La mayoría de los homicidios tienen el componente de lo pasional, en el que se mezclan venganzas personales y cuentas pendientes.

En otros, la minoría, el móvil del crimen es el dinero, la extorsión o los tratos con grupos criminales y hasta el asalto.

En cinco de los casos se tiene identificado o consignado a los asesinos.

El tema me parece interesante porque revela varias cosas. La primera es que el gremio periodístico está sujeto a la violencia como los demás sectores de la sociedad. No hay, al menos por lo que se desprende de estas pesquisas, que deben ser probadas ante el juez, un componente de ataque sistemático u organizado en contra de la libertad de expresión.

En dos de los casos ya hay detenidos y en igual número se tiene identificados a los responsables y se les está buscando, en los otros cinco casos se tiene una idea clara del entorno en el que ocurrieron los homicidios.

La relevancia de los crímenes tuvo que ver más con el gremio al que pertenecen las víctimas, que con el seguimiento puntual de la historia. Todo hecho criminal es reprobable, pero establecer los móviles se vuelve indispensable para tener un panorama claro de lo que está ocurriendo en realidad.
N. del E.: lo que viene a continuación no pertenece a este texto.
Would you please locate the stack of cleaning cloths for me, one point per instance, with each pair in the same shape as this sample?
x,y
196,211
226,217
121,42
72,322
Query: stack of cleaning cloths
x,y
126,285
Tampoco es que estemos para celebrar. Hay cada día más evidencias sobre las dificultades para cubrir los temas relacionados con el crimen organizado. Las amenazas contra colegas, sobre todo en el norte del país, es algo que no se puede negar. Mucho menos podemos voltear la vista para olvidar a los reporteros desaparecidos, algunos desde hace años. Ahí sí hay una historia todavía más terrible.

La CNDH ha alertado sobre la persistencia de la impunidad y sobre los roces, cada vez más frecuentes, entre las autoridades policiacas y los reporteros y del aumento de las quejas por malos tratos.

Las cifras son frías, es verdad, pero nos cuentan una historia que no podemos dejar de lado. El periodismo es una labor difícil, pero tampoco estamos como en Venezuela o Bolivia, donde sí existe una andanada de los gobiernos contra las libertades públicas y en particular contra la de expresión.